Update, and remembering someone special

all of us 1

Right after dissertation defense, 8 February 2017; Skip Fischer is on the far right in the picture. Neil Kennedy is on the far left. In the back are Barry Gaulton and Danine Farquharson. You can figure out which is which.

It’s been a while; here’s a brief run-down of what’s in the pipeline right now.

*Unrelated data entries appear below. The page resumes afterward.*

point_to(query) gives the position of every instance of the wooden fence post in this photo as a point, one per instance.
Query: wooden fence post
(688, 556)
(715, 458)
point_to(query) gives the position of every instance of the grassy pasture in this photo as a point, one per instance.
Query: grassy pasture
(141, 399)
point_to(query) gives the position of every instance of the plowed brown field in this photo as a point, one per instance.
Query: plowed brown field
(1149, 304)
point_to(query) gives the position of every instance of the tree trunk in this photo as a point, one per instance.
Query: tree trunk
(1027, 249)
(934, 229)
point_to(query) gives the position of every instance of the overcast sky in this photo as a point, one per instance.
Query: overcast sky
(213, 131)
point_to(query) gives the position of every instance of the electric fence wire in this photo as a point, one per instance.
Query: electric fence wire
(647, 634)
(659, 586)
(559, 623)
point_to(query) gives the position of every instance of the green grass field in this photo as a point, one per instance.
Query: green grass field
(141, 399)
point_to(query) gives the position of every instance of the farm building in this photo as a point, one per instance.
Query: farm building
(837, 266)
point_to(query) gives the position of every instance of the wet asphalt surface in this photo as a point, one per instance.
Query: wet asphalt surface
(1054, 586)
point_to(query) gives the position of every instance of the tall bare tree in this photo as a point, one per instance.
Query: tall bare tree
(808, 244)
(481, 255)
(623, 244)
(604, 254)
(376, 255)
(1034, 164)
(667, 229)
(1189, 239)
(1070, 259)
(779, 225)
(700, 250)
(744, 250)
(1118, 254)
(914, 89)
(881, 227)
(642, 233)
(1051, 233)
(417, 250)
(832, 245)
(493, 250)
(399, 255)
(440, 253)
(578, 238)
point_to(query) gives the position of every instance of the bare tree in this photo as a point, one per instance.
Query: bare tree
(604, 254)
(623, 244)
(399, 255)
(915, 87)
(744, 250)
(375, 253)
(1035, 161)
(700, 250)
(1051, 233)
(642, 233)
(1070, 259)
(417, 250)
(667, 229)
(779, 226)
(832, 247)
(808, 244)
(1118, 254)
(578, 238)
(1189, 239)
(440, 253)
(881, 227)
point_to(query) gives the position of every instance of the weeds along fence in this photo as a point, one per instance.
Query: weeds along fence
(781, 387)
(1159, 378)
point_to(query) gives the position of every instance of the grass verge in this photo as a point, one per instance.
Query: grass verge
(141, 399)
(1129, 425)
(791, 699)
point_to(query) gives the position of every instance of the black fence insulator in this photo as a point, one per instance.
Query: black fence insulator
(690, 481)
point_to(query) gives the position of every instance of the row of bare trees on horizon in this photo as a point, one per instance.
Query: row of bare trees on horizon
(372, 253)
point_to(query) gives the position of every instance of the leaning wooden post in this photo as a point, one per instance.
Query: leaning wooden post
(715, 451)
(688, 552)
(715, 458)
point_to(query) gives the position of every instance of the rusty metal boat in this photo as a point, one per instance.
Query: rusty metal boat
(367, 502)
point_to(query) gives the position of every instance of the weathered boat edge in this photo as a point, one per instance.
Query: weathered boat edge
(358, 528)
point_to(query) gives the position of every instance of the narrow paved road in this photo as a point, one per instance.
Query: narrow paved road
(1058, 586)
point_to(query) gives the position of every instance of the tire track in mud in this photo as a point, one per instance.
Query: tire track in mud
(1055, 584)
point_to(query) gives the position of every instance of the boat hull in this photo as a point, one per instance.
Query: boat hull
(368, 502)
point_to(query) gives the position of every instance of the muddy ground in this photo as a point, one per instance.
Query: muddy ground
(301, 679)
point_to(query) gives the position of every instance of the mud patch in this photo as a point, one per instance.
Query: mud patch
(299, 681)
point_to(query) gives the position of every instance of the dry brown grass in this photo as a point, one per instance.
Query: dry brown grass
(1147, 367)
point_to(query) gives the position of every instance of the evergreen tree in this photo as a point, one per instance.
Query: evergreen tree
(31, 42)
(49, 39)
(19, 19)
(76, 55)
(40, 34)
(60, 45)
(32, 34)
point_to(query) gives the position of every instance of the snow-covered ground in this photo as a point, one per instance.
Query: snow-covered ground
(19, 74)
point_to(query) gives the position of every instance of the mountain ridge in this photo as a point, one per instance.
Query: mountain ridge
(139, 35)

First, though, it’s only proper for a professional maritime historian to acknowledge the death on 11 February 2018 of one of our field’s guiding lights, Professor Lewis “Skip” Fischer, co-founding-editor of both the International Journal of Maritime History and of The Northern Mariner/Le Marin du Nord. When I got accepted to study maritime history at Memorial University, where Skip had taught since I was in about sixth grade, I was hopeful that I would get to work with him at some level. I must admit I was a bit intimidated when my advisor, Neil, first took me over to meet him, but I needn’t have been. He was simultaneously warm and frank, in a way that I try to be. He let me know that his approval, based on his old friend and my old professor Carl Swanson’s recommendation, was why I was there, and that he had every confidence I would do well based on that recommendation. I read the technical history of the ship for Skip, and our one-on-one discussions were of course a great privilege. I learned that he was generous, sometimes to a fault, with students, though he was quite clear about what he considered good work and what he did not. The man truly was a walking library. His office mirrored that externally; to find him, you had to navigate a warren of bookshelves with barely room to turn around between them. It’s Neil’s office now, and it looks quite different.

All of us who were trained at any level by him, mentored by him, lectured by him, are lucky. The maritime history world is only beginning to celebrate his life and work.

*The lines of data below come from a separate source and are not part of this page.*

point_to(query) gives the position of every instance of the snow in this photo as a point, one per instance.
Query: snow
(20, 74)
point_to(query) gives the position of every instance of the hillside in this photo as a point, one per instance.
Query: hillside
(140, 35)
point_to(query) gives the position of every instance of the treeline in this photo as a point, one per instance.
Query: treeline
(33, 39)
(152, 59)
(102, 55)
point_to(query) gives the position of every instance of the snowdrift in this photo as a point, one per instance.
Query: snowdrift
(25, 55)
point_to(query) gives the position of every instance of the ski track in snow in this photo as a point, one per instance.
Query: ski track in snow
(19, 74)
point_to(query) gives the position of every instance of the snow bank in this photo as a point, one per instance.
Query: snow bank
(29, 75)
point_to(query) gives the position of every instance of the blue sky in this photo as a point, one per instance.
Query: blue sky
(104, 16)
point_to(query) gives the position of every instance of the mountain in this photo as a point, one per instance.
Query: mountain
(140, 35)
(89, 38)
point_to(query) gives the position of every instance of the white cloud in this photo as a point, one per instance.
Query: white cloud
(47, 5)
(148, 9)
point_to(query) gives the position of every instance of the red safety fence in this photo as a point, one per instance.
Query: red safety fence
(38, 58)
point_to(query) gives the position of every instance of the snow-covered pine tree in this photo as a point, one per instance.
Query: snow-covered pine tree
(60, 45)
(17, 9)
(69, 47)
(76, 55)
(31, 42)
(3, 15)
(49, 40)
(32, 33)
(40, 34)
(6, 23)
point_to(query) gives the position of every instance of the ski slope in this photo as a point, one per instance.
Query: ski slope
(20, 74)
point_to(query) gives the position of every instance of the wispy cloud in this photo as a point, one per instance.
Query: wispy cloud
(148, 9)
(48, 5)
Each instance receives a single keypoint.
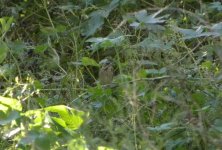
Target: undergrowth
(166, 89)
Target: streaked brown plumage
(106, 72)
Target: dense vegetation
(167, 58)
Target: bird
(106, 71)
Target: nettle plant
(167, 75)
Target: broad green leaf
(78, 143)
(6, 23)
(105, 148)
(96, 19)
(216, 5)
(12, 115)
(191, 33)
(155, 71)
(42, 142)
(90, 26)
(11, 103)
(72, 118)
(163, 127)
(86, 61)
(218, 125)
(142, 16)
(29, 138)
(151, 44)
(3, 51)
(17, 47)
(105, 42)
(37, 116)
(60, 121)
(41, 48)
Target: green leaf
(41, 48)
(105, 42)
(6, 23)
(142, 16)
(42, 142)
(155, 71)
(96, 19)
(104, 148)
(86, 61)
(90, 26)
(152, 43)
(218, 125)
(163, 127)
(11, 103)
(3, 51)
(78, 144)
(72, 118)
(12, 115)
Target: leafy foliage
(166, 92)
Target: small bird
(106, 72)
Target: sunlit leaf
(78, 143)
(142, 16)
(97, 17)
(105, 148)
(105, 42)
(73, 118)
(11, 103)
(12, 115)
(86, 61)
(163, 127)
(3, 51)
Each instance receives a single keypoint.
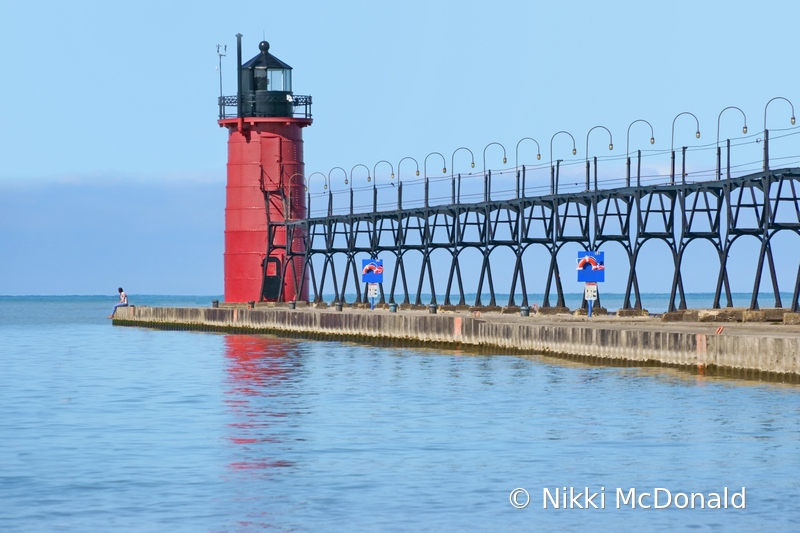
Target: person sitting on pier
(123, 302)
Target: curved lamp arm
(516, 150)
(628, 142)
(401, 162)
(697, 133)
(425, 164)
(574, 151)
(374, 170)
(305, 187)
(324, 177)
(453, 157)
(484, 154)
(610, 140)
(766, 106)
(744, 129)
(351, 173)
(345, 176)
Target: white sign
(372, 290)
(590, 292)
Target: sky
(112, 166)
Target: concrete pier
(760, 347)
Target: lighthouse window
(260, 76)
(275, 80)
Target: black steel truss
(676, 214)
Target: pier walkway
(757, 349)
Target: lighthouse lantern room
(266, 180)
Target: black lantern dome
(266, 86)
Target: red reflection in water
(258, 369)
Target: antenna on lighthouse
(221, 52)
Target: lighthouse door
(271, 287)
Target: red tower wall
(262, 152)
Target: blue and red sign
(591, 267)
(372, 270)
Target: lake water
(127, 429)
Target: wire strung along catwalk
(676, 212)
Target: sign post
(372, 273)
(590, 294)
(591, 270)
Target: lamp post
(766, 132)
(610, 147)
(516, 162)
(331, 183)
(672, 147)
(400, 182)
(453, 178)
(628, 151)
(719, 159)
(375, 183)
(351, 182)
(330, 197)
(553, 181)
(288, 212)
(487, 180)
(425, 171)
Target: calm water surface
(127, 429)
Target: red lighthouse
(265, 178)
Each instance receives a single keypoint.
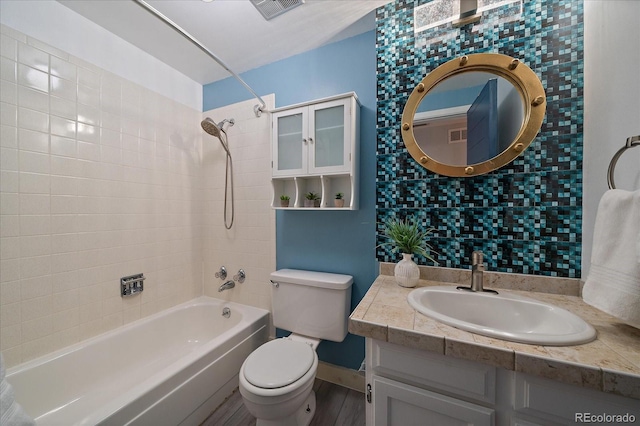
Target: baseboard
(342, 376)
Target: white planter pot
(406, 272)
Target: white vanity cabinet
(315, 149)
(410, 387)
(405, 386)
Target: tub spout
(227, 286)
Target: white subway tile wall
(250, 243)
(101, 178)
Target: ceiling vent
(272, 8)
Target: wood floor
(335, 405)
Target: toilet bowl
(276, 382)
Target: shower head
(209, 126)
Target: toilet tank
(314, 304)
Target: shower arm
(257, 109)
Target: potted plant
(407, 238)
(311, 200)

Meanwhile, we do what he would want us to do: keep working. Neil was kind enough to tell Skip, a few days before he died, that my book manuscript was coming along well, and indeed it is. I will do everything I can to get Sea Venture: The Merchant Ship and the British Atlantic, 1600—1800 in a publisher’s hands, and a contract in my own, by the end of this year. I’m happy to have received a small but important grant from the Anderson Bequest of the Society for Nautical Research for some research assistance in Bristol and London, and that is underway now. I also just found out that an edited collection, Cultural Economies of the Atlantic World: Objects and Capital in the Transatlantic Imagination for which I will be contributing a chapter, “Conveyance and Commodity: The Ordinary Merchant Ship in the British Atlantic, 1600—1800,” was accepted by Routledge and should be forthcoming next year. (These things take a long time.)

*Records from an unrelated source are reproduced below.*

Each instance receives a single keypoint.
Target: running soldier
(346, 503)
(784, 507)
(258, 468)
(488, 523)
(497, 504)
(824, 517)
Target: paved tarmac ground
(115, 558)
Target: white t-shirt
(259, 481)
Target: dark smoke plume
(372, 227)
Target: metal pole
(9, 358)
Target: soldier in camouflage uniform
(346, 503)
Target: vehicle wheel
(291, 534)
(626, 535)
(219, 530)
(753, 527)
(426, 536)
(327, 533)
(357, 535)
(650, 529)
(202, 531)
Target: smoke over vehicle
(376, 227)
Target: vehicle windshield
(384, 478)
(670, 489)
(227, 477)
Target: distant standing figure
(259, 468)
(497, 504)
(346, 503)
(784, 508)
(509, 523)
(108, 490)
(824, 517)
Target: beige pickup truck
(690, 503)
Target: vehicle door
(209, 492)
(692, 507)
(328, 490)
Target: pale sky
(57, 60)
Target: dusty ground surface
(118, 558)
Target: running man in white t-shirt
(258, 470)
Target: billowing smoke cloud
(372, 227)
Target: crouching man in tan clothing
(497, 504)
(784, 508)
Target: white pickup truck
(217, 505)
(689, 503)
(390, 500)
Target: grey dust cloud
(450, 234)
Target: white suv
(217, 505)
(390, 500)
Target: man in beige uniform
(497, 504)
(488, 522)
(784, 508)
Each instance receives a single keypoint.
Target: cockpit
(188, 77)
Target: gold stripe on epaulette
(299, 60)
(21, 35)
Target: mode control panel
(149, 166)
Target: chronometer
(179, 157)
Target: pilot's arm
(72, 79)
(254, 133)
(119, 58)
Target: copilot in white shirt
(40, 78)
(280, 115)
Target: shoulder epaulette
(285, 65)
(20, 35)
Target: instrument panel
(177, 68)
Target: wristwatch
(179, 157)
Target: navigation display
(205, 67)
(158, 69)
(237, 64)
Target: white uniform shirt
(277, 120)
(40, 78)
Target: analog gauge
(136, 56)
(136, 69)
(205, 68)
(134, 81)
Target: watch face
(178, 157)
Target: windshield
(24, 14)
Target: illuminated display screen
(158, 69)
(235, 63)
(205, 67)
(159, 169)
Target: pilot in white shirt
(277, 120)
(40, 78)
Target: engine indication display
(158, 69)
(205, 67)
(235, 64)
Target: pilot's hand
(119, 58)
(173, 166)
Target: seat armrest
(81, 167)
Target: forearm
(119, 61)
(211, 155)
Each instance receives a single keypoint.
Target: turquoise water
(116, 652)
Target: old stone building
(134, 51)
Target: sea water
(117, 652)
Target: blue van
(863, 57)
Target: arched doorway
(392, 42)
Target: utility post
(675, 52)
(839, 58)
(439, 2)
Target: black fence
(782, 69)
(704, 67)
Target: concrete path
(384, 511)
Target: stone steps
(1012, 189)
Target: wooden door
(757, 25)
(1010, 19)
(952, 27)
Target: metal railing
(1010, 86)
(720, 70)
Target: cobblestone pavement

I’ve got a few conferences in mind for this year, including the Society for the History of Technology’s in St. Louis in October, for which I have proposed an open session and actually have an interested collaborator! We hope to get more in the next couple of weeks. I’m also applying for a major fellowship from them. As my intellectual direction continues toward histo-techno, I hope to make a contribution to that field at the same time as I hope this project makes toward early America and the British Atlantic.